6.01How do I count cells with multiple conditions in COUNTIF?

You can’t — COUNTIF supports exactly one criterion. Use COUNTIFS for multiple conditions AND’d together, or add two COUNTIFs for OR logic: =COUNTIF(A:A,"Food")+COUNTIF(A:A,"Travel").

6.02Can COUNTIF use wildcards?

Yes. * matches any sequence of characters; ? matches a single character. Example: =COUNTIF(A2:A100, "*berry") counts cells ending in berry. Wildcards only work on text ranges.

6.03How do I use a cell reference inside COUNTIF criteria?

A bare cell reference works for equality: =COUNTIF(A:A, B1). To combine an operator with a cell, concatenate with &: =COUNTIF(A:A, ">"&B1).

6.04Is COUNTIF case-sensitive?

No. COUNTIF treats apple and APPLE as the same.
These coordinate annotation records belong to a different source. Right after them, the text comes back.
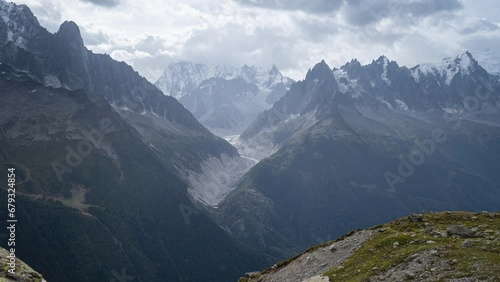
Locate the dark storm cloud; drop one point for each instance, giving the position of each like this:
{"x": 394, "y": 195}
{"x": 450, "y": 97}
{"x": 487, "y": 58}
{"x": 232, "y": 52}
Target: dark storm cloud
{"x": 309, "y": 6}
{"x": 103, "y": 3}
{"x": 363, "y": 12}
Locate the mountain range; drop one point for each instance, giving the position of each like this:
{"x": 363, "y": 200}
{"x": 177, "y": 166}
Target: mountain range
{"x": 111, "y": 169}
{"x": 224, "y": 99}
{"x": 363, "y": 144}
{"x": 101, "y": 158}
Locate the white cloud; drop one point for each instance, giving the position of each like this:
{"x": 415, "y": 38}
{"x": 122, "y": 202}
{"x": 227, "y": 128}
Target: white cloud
{"x": 292, "y": 34}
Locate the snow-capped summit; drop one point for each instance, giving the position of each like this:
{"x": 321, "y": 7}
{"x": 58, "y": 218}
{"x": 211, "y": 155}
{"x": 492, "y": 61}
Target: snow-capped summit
{"x": 224, "y": 99}
{"x": 489, "y": 60}
{"x": 181, "y": 78}
{"x": 448, "y": 68}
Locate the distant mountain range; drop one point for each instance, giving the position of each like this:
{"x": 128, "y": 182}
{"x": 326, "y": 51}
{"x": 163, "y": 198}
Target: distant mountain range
{"x": 106, "y": 165}
{"x": 224, "y": 99}
{"x": 110, "y": 170}
{"x": 356, "y": 146}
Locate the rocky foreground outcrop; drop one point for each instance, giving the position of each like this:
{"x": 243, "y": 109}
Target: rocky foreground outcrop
{"x": 23, "y": 273}
{"x": 445, "y": 246}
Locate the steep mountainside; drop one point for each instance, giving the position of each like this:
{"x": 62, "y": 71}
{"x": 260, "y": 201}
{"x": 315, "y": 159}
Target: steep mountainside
{"x": 365, "y": 144}
{"x": 21, "y": 273}
{"x": 451, "y": 246}
{"x": 94, "y": 200}
{"x": 61, "y": 60}
{"x": 224, "y": 99}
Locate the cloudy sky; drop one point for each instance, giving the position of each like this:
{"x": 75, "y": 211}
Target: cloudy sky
{"x": 293, "y": 34}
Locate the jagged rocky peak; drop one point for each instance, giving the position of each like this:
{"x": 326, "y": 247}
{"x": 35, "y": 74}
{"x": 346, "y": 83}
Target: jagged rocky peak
{"x": 69, "y": 32}
{"x": 320, "y": 71}
{"x": 352, "y": 68}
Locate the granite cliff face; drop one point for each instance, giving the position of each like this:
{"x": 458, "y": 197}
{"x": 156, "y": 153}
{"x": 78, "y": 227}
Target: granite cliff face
{"x": 360, "y": 145}
{"x": 95, "y": 201}
{"x": 61, "y": 60}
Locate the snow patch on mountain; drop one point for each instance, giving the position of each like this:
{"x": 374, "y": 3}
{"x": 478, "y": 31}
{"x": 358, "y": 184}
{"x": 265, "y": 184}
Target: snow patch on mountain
{"x": 224, "y": 99}
{"x": 218, "y": 177}
{"x": 489, "y": 60}
{"x": 384, "y": 74}
{"x": 447, "y": 69}
{"x": 181, "y": 78}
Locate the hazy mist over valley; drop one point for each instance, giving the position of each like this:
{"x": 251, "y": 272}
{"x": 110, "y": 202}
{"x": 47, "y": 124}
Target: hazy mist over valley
{"x": 241, "y": 140}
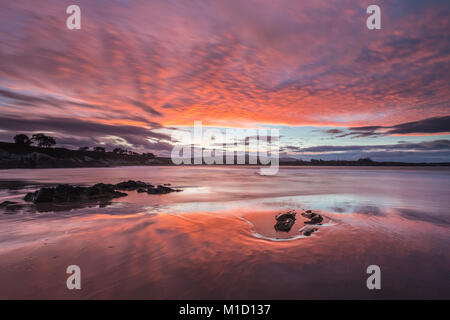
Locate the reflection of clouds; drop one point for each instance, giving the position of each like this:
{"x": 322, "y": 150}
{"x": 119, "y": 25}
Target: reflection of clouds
{"x": 424, "y": 216}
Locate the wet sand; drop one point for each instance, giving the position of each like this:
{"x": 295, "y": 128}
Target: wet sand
{"x": 160, "y": 247}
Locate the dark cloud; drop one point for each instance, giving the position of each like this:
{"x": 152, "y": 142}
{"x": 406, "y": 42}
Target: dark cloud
{"x": 425, "y": 126}
{"x": 437, "y": 145}
{"x": 146, "y": 107}
{"x": 96, "y": 132}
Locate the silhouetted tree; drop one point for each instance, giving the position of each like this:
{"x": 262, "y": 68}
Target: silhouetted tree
{"x": 119, "y": 151}
{"x": 99, "y": 149}
{"x": 43, "y": 140}
{"x": 23, "y": 140}
{"x": 149, "y": 155}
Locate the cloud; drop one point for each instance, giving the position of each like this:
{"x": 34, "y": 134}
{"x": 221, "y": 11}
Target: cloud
{"x": 136, "y": 137}
{"x": 437, "y": 145}
{"x": 426, "y": 126}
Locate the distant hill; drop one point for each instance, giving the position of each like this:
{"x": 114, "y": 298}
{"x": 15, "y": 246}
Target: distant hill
{"x": 19, "y": 156}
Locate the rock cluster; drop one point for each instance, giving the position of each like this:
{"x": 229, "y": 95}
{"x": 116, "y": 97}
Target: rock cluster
{"x": 286, "y": 220}
{"x": 64, "y": 193}
{"x": 68, "y": 193}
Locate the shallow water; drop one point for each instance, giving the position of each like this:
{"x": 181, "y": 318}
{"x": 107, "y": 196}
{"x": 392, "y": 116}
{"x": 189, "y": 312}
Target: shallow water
{"x": 216, "y": 238}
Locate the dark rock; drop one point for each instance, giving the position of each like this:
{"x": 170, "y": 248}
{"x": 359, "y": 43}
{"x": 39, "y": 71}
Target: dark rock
{"x": 285, "y": 221}
{"x": 283, "y": 216}
{"x": 284, "y": 225}
{"x": 29, "y": 197}
{"x": 315, "y": 218}
{"x": 308, "y": 230}
{"x": 65, "y": 193}
{"x": 100, "y": 192}
{"x": 132, "y": 185}
{"x": 160, "y": 190}
{"x": 7, "y": 203}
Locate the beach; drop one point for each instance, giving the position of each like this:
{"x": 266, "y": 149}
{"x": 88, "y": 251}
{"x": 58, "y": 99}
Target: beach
{"x": 216, "y": 238}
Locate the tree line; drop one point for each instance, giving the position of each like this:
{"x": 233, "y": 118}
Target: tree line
{"x": 44, "y": 141}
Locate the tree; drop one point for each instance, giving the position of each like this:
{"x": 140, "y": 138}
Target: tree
{"x": 43, "y": 140}
{"x": 99, "y": 149}
{"x": 23, "y": 140}
{"x": 119, "y": 151}
{"x": 149, "y": 155}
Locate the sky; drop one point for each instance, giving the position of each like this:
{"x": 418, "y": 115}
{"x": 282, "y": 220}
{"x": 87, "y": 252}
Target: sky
{"x": 139, "y": 70}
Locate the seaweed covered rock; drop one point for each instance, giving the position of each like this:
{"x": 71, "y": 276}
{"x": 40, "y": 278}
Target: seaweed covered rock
{"x": 160, "y": 190}
{"x": 67, "y": 193}
{"x": 131, "y": 185}
{"x": 285, "y": 221}
{"x": 308, "y": 230}
{"x": 315, "y": 218}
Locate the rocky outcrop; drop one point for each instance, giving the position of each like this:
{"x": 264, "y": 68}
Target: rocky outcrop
{"x": 65, "y": 193}
{"x": 285, "y": 221}
{"x": 308, "y": 230}
{"x": 315, "y": 218}
{"x": 132, "y": 185}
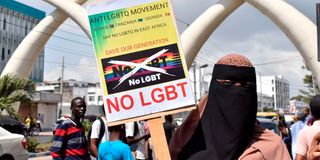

For case-sensitive counting, use SUMPRODUCT with EXACT: =SUMPRODUCT(--EXACT(A2:A100, "Apple")).

6.05Why is COUNTIF returning 0 when I can see matching values?

Usually the values are stored as text vs numbers, or there is a trailing space. Try =COUNTIF(A2:A100, "*"&B1&"*") to match with wildcards, or use TRIM to clean the source data.